With that in mind, some publishers have decided that if you can’t beat ’em, join ’em. It is time to start maximizing the drive-by session.

At Glamour, where 52 percent of site traffic is coming through mobile devices, which often are synonymous with casual or on-the-go readers, it’s an issue executive digital director Mike Hofman has to think about a lot.

“In some ways, there’s a bias to equate great editorial and great long-form with how great the metrics can be around long-form,” he said. “But it’s not the only kind of journalism, and it’s not the only type that can succeed online. The way we all consume media now is in all different kinds of scenarios and all different periods of time. So it’s about building a site that’s three-dimensional.”

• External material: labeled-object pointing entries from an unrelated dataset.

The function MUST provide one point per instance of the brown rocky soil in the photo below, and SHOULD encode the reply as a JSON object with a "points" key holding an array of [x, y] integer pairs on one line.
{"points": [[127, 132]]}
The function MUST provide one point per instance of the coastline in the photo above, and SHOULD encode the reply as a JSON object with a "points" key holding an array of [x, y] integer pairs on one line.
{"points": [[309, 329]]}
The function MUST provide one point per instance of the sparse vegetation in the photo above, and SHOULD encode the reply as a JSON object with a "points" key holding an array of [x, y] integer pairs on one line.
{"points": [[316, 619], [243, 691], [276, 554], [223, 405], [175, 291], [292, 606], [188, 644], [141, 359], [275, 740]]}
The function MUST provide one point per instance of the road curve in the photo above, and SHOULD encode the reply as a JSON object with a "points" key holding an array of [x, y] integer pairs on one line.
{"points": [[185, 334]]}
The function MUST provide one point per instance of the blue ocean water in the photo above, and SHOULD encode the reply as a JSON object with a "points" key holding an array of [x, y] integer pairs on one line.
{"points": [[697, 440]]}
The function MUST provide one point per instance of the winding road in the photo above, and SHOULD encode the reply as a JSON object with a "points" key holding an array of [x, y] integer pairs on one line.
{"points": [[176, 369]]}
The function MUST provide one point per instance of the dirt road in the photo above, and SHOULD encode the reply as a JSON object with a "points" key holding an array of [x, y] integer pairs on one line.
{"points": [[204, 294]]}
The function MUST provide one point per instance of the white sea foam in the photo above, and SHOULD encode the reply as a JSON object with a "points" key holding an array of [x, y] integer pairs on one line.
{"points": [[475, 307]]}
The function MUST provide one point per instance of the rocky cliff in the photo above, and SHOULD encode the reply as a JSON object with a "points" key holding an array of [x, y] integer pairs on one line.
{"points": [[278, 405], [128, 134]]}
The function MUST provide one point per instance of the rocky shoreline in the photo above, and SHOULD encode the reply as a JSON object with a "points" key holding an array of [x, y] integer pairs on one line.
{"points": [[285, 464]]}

Here are four ways Glamour and others are trying to better serve the drive-by visitor:

Video
Video-watching is becoming a big traffic driver on mobile devices. Aware of that, Glamour is prioritizing its homegrown video series at the top of its mobile site so visitors see it right away. “We see it as a good way to draw in that type of reader,” Hofman said. Glamour is going to try to encourage binge-watching, too, by posting all the episodes in one of its series, “The Single Life,” when they become available. “We’ll see if that has the effect of getting a mobile user to spend more time on the site,” he said.

Subscriptions
People who are regular visitors are the closest to becoming subscribers, if they aren’t already. Glamour makes it a point to target subscription offers to those readers. But it can still leverage the casual visitor, though, by hitting them up with an invitation to sign up for an email newsletter or follow the brand on Facebook, which comes with a lower commitment. Motley Fool does this, too, offering white paper signups to people who come through social media.

Shares
As Chartbeat has documented, people don’t have to read something to share it. Publishers are wise to this. BuzzFeed plays around with different designs and placements of share buttons to entice readers to recommend posts to others. Time spent is a limited measure of success because a lot depends on how long a story is and what device the user is on, but shares and clicks are important, said Dao Nguyen, BuzzFeed’s vp of growth and data. Similarly, the Huffington Post has social share buttons that float along the left rail as readers scroll through a story or complete a quiz to take advantage of their propensity to share, said Kiki Von Glinow, deputy managing editor at the Huff Post.

Traffic buys
Some publishers will buy traffic in recommendation engines for their photo galleries or other types of content that people tend to linger longer on, said Ira Silberstein, svp of publisher operations for Taboola. That way, if they’re just going to visit one piece of content, at least there’s a chance of stretching out their time spent on the site.

“Everyone has different goals,” Silberstein said. “I think it would be smart to recognize not everyone is having the same engagement tendencies you would like them to have.”